# £600 drop this year from A-plan



## Caoboth (Jul 25, 2003)

Well

Im in freekin shock last year my GTS cost me £1395 (fairly modicied i wsa 29 with 6 years NCB) this year just got a renew through and im at £825 with 7 years NCB  (yay)

All ive done is moved home from washington to high spen (not a massive postcode change) car is no longer parked in garage but on road. and err a-plan also insure my little clio 1.2 for £275 

So im a happy chappy

Andy

does this mean i should pend that £600 on more bits for gts ??? hmmmm


----------



## Andy Hornsby (Mar 22, 2003)

Now that's a result.

Esp as you have moved to High Spen!!!!!!!!


----------



## Caoboth (Jul 25, 2003)

yeha i know (im shocked) even called em up as i figured it was a mistake.

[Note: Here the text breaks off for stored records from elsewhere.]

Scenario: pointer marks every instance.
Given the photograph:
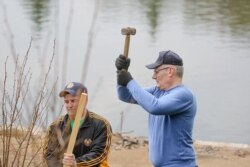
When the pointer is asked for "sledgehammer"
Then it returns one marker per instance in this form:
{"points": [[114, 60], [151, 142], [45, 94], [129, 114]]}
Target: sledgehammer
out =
{"points": [[127, 31]]}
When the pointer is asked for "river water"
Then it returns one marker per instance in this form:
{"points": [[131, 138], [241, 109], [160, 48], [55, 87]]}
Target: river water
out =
{"points": [[212, 37]]}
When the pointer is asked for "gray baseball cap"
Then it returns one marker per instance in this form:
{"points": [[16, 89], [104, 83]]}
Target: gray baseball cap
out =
{"points": [[166, 57]]}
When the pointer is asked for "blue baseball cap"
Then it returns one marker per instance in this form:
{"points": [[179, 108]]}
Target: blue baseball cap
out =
{"points": [[166, 57], [72, 88]]}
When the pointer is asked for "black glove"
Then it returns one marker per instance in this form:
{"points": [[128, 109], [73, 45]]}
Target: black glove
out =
{"points": [[122, 63], [123, 78]]}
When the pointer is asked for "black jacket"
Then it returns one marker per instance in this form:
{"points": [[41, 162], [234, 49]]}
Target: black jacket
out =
{"points": [[92, 143]]}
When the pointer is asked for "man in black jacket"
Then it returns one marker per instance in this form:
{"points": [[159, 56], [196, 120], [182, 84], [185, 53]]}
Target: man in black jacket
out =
{"points": [[93, 139]]}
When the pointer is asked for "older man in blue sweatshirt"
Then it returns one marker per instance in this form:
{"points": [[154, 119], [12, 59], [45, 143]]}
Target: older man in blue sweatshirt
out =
{"points": [[171, 107]]}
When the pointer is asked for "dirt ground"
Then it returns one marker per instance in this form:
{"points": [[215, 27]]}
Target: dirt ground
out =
{"points": [[133, 152], [127, 151]]}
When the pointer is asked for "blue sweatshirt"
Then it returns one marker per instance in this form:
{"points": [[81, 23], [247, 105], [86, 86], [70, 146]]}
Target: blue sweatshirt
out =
{"points": [[170, 123]]}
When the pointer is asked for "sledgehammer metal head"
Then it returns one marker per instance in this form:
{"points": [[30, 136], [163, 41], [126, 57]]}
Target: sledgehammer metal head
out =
{"points": [[127, 31]]}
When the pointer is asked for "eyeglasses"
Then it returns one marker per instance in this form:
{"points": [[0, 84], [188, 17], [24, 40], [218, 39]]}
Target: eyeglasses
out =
{"points": [[157, 71]]}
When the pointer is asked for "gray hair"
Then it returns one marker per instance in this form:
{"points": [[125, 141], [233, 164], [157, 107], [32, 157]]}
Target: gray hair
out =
{"points": [[179, 71]]}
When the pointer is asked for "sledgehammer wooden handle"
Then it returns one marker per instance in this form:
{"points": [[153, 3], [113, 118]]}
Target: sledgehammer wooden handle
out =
{"points": [[127, 31], [80, 113]]}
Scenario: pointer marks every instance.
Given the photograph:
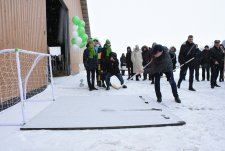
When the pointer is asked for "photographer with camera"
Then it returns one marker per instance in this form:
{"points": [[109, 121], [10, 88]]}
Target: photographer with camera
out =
{"points": [[215, 62], [187, 52], [112, 68]]}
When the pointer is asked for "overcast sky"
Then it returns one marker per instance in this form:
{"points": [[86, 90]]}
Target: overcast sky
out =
{"points": [[168, 22]]}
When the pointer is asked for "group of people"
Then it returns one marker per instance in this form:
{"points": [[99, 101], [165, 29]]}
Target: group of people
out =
{"points": [[153, 63], [135, 60], [190, 57], [103, 62]]}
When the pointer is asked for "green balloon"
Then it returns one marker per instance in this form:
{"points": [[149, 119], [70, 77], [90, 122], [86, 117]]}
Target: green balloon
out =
{"points": [[84, 37], [80, 30], [76, 20], [82, 44], [73, 41]]}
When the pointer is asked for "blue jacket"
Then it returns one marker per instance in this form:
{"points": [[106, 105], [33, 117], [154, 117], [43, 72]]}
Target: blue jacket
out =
{"points": [[89, 64]]}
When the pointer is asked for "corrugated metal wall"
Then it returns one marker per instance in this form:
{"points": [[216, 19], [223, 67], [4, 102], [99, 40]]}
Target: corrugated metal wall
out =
{"points": [[23, 24]]}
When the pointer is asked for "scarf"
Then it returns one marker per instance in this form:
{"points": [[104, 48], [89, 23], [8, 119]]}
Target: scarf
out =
{"points": [[91, 52]]}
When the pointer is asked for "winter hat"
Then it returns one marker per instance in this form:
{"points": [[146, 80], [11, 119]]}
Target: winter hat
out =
{"points": [[206, 46], [157, 48], [217, 41], [107, 41]]}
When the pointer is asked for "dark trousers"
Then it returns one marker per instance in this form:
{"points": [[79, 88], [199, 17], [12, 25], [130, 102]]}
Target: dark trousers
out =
{"points": [[221, 71], [123, 72], [91, 78], [130, 71], [108, 76], [214, 74], [183, 72], [205, 68], [170, 78], [146, 75], [197, 72]]}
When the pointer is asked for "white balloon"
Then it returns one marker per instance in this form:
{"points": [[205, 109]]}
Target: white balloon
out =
{"points": [[75, 34], [76, 47], [78, 41], [75, 27]]}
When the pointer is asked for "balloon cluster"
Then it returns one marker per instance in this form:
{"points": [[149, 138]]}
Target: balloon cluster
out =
{"points": [[79, 38]]}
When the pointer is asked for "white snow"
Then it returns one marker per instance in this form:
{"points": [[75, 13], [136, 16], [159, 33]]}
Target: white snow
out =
{"points": [[118, 111], [203, 111]]}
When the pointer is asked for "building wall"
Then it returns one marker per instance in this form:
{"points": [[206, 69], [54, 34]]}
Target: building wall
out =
{"points": [[23, 25], [74, 7]]}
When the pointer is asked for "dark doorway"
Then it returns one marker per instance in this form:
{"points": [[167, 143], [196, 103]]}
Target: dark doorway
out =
{"points": [[58, 36]]}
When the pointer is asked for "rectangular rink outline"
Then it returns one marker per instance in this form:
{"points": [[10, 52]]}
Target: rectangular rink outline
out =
{"points": [[102, 112]]}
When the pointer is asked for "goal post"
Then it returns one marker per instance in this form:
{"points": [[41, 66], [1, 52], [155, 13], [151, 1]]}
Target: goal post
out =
{"points": [[24, 74]]}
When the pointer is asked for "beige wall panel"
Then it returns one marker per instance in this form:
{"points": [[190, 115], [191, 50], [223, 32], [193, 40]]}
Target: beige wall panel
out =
{"points": [[74, 7], [23, 24]]}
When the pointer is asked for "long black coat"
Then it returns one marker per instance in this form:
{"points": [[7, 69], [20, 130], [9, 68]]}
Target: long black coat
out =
{"points": [[216, 54], [145, 56], [205, 57], [187, 52], [123, 60], [89, 64], [129, 63], [113, 66], [161, 64]]}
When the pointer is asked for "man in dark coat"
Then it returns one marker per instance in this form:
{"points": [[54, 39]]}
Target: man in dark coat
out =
{"points": [[205, 63], [215, 61], [187, 52], [113, 69], [146, 58], [173, 56], [161, 63], [106, 50], [123, 64], [221, 77], [90, 63], [197, 62], [129, 63]]}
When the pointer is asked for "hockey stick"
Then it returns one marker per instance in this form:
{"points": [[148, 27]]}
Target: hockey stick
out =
{"points": [[185, 63], [118, 87]]}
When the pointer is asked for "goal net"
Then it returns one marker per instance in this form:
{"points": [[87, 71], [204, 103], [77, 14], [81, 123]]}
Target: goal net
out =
{"points": [[23, 74]]}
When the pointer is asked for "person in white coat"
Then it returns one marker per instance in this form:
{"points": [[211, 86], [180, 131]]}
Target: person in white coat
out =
{"points": [[136, 58]]}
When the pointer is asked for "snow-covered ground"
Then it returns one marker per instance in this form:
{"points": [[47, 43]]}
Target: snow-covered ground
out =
{"points": [[203, 111]]}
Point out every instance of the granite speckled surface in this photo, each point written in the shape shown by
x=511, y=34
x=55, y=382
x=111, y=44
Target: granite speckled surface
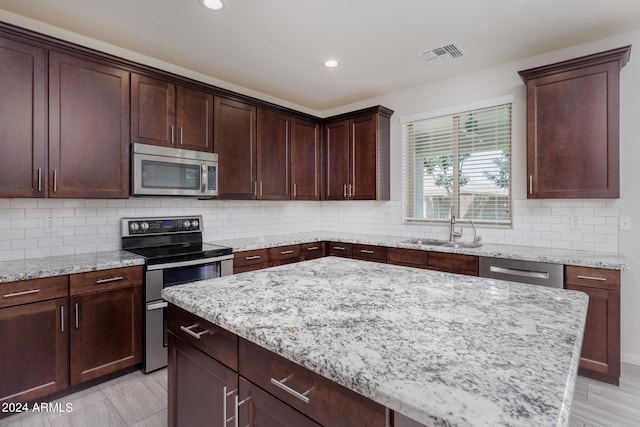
x=607, y=260
x=13, y=271
x=440, y=348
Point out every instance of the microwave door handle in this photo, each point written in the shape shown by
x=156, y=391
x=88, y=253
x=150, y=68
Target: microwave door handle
x=203, y=177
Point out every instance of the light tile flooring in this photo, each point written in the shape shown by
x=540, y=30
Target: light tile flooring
x=140, y=400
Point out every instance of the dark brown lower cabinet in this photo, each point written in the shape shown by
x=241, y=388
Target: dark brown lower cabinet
x=453, y=263
x=259, y=408
x=201, y=390
x=33, y=350
x=600, y=357
x=105, y=333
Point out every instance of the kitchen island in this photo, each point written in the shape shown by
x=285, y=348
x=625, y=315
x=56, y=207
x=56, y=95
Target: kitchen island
x=439, y=348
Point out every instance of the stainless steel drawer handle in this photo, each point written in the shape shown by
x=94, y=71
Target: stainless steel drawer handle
x=281, y=384
x=157, y=306
x=18, y=294
x=110, y=279
x=196, y=335
x=599, y=279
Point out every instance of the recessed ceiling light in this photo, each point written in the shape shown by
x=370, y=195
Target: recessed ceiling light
x=330, y=63
x=212, y=4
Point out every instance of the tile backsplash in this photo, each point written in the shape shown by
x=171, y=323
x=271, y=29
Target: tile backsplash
x=31, y=228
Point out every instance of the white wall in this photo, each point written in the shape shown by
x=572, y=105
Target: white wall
x=93, y=225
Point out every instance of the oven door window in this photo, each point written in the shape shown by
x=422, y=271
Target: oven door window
x=179, y=275
x=170, y=175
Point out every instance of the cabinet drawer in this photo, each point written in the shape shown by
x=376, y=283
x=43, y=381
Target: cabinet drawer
x=407, y=257
x=340, y=249
x=257, y=256
x=369, y=252
x=312, y=250
x=600, y=278
x=453, y=263
x=284, y=252
x=213, y=340
x=322, y=400
x=260, y=408
x=27, y=291
x=104, y=280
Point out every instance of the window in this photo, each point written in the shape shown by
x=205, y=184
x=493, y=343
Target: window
x=460, y=163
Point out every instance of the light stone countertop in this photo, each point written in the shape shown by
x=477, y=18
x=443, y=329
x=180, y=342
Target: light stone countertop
x=612, y=261
x=443, y=349
x=37, y=268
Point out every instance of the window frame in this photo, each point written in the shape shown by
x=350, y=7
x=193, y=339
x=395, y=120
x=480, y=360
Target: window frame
x=408, y=174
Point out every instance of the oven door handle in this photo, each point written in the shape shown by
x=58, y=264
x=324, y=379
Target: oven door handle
x=157, y=306
x=202, y=261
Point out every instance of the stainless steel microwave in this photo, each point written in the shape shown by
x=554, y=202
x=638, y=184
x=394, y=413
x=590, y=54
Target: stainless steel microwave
x=165, y=171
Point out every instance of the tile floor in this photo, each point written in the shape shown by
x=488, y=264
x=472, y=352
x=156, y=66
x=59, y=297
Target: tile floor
x=140, y=400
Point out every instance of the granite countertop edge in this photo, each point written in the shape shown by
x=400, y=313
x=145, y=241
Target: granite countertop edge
x=39, y=268
x=579, y=258
x=242, y=322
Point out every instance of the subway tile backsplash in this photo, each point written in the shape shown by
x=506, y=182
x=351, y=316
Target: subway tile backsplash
x=83, y=226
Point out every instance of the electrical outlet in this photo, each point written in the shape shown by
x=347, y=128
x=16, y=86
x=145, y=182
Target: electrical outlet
x=49, y=224
x=625, y=223
x=575, y=222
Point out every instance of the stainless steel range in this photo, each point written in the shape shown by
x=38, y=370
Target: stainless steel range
x=175, y=254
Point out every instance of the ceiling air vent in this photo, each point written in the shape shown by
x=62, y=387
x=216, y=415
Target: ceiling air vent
x=443, y=54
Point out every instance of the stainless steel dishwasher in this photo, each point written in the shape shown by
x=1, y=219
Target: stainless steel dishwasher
x=535, y=273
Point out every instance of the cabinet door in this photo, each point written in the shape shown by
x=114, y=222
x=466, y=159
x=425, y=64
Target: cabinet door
x=22, y=120
x=306, y=166
x=273, y=155
x=201, y=390
x=194, y=119
x=34, y=350
x=153, y=111
x=261, y=409
x=105, y=333
x=601, y=342
x=337, y=166
x=88, y=129
x=363, y=158
x=572, y=142
x=235, y=142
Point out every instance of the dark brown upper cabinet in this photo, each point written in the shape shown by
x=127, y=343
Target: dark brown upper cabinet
x=573, y=127
x=306, y=160
x=235, y=143
x=272, y=181
x=88, y=129
x=166, y=114
x=357, y=155
x=23, y=120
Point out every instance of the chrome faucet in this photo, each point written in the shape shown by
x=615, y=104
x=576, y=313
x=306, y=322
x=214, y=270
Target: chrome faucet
x=452, y=233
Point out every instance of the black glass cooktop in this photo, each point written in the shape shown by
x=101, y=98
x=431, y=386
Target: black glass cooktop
x=180, y=252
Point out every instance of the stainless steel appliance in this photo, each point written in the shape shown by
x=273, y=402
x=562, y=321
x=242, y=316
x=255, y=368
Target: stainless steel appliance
x=535, y=273
x=175, y=254
x=164, y=171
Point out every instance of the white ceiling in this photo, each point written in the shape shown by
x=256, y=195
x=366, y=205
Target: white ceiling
x=277, y=47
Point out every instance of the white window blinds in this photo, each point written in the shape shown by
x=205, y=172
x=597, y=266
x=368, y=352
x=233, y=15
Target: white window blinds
x=460, y=161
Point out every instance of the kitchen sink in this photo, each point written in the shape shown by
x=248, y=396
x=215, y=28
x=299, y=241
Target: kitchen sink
x=444, y=243
x=428, y=242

needless to say ive bitten there hand off for it


----------



## Spoons (Jul 6, 2005)

A plan have come good for me as well, I'm 43 driving a 33GTRV full ncb no convictions or points, declared mods to 430 cost me £798 cheaper than the M Coupe I had. Just bought a 1600 Si Fiesta as a hack they also insured that for £240 taking into account the ncb on the Skyline.


----------